BUNG KARNO DAN LEMBAR HITAM ROMUSHA
BUNG KARNO DAN LEMBAR HITAM ROMUSHA
Iseng buka-buka galeri, lihat foto ini,...foto ini kuambil saat berada di Pattani, sebuah provinsi yang penduduknya bisa dibilang 100% muslim.
Pattani merupakan salah satu provinsi di selatan Thailand. Provinsi-provinsi yang bertetangga adalah Narathiwat, Yala dan Songkhla. Masyarakat Melayu setempat menyebut provinsi mereka, Patani Darussalam atau Patani Raya.
Nah saat berkunjung ke Pattani, kami mampir ke masjid kerisik yang merupakan masjid tertua di Thailand, untuk sholat di sana, kebetulan saat itu ada pengajian Akbar.
Jama'ah sampai meluber ke halaman masjid.
Usai sholat kami jalan-jalan ke sekitar situ, masuk ke sebuah jalan kampung, dan bertemu dengan seorang bapak-bapak penduduk di sana.
Ternyata ayah dari bapak tersebut berasal dari Jawa yang datang ke Thailand sekitar tahun 1943 , sebagai seorang romusha yang dikirim oleh Jepang dimari.
Yang Alhamdulillah bisa melarikan diri dari romusha dan menikah dengan penduduk setempat di Pattani.
===============================
Romusha adalah catatan hitam seorang Sukarno.

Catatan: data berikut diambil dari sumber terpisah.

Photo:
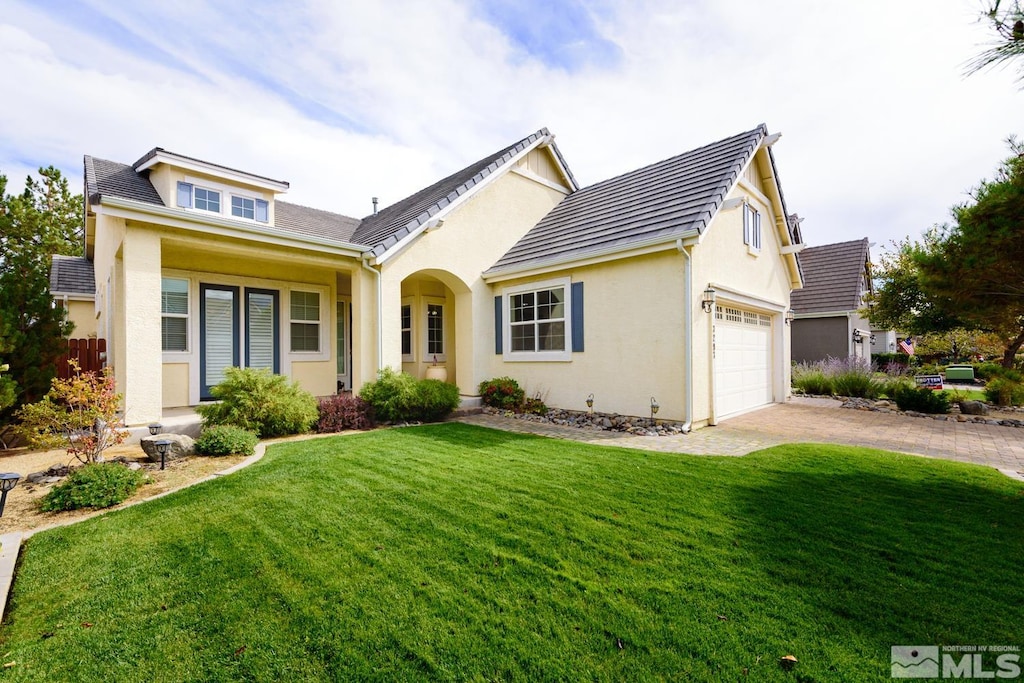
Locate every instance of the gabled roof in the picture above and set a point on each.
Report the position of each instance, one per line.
(833, 278)
(72, 274)
(389, 225)
(656, 202)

Ribuan bahkan ratusan ribu nyawa rakyat Indonesia yang begitu mencintai Bung Karno, mati dengan cara mengenaskan akibat sistem kerja paksa yang kejam zaman pendudukan Jepang. Ironis, karena justru Bung Karno yang ditugasi Jepang mendata dan “merayu” rakyatnya memasuki ranah kerja paksa yang mengerikan itu.

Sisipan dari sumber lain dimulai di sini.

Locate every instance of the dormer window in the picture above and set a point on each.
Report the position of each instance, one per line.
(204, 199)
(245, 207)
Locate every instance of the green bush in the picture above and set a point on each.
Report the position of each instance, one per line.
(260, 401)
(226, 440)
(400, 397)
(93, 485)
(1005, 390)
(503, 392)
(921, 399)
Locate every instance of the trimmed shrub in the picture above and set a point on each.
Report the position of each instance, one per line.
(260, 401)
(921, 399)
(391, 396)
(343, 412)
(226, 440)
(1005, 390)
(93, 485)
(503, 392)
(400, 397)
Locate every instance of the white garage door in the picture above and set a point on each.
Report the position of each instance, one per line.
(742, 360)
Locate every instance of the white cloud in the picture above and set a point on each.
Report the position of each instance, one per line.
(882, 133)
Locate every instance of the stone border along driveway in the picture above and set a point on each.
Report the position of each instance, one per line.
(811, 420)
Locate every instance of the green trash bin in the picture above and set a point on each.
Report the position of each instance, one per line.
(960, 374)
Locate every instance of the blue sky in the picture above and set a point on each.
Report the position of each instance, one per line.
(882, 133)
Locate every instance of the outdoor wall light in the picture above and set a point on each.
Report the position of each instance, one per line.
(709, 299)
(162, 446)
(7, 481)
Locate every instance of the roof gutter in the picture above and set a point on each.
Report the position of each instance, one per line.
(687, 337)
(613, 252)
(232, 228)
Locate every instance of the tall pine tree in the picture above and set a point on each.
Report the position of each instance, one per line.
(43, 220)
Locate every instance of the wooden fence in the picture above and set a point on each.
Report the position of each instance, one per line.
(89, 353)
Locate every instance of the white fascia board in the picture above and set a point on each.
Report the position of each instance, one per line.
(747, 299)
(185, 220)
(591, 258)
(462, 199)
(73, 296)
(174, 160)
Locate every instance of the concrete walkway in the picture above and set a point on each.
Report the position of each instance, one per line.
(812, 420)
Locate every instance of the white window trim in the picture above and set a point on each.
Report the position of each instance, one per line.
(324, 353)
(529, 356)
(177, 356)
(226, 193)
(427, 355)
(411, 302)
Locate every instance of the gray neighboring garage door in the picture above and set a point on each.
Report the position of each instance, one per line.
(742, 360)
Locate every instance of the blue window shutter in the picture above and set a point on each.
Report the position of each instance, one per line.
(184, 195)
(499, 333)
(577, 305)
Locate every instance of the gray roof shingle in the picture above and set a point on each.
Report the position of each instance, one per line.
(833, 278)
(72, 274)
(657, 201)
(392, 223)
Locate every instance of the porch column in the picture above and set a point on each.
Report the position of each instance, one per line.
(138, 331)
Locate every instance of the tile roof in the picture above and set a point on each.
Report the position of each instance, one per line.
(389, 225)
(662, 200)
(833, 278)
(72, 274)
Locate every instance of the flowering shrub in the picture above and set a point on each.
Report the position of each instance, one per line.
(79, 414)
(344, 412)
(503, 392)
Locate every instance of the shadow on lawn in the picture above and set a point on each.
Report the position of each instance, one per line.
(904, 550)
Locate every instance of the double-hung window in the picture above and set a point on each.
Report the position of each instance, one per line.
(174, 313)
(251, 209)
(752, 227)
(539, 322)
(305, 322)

Bung Karno, dalam biografi yang ditulis Cindy Adams, mengakui itu semua dengan hati remuk. Bung Karno tahu para romusha yang dikirim ke Burma, hampir 99 persen mati. Ada yang mati kelaparan, mati disiksa, mati dipenggal kepalanya, mati di dalam gerbong kereta tertutup yang berisi ribuan romusha. Mereka dipaksa bekerja hingga tinggal kulit pembalut tulang.

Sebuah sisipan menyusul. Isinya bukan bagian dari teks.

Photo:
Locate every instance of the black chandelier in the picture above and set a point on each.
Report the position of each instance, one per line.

Inilah pernyataan Bung Karno tentang romusha :
“Sesungguhnya akulah –Sukarno– yang mengirim mereka kerja paksa. Ya, akulah orangnya. Aku menyuruh mereka berlayar menuju kematian. Ya, ya, ya, ya akulah orangnya. Aku membuat pernyataan untuk menyokong pengerahan romusha
Aku bergambar dekat Bogor dengan topi di kepala dan cangkul di tangan untuk menunjukkan betapa mudah dan enaknya menjadi seorang romusha. Dengan para wartawan, juru potret, Gunseikan –Kepala Pemerintahan Militer- dan para pembesar pemerintahan aku membuat perjalanan ke Banten untuk menyaksikan tulang-tulang-kerangka-hidup yang menimbulkan belas, membudak di garis-belakang, itu jauh di dalam tambang batubara dan tambang mas. Mengerikan. Ini membikin hati di dalam seperti diremuk-remuk.”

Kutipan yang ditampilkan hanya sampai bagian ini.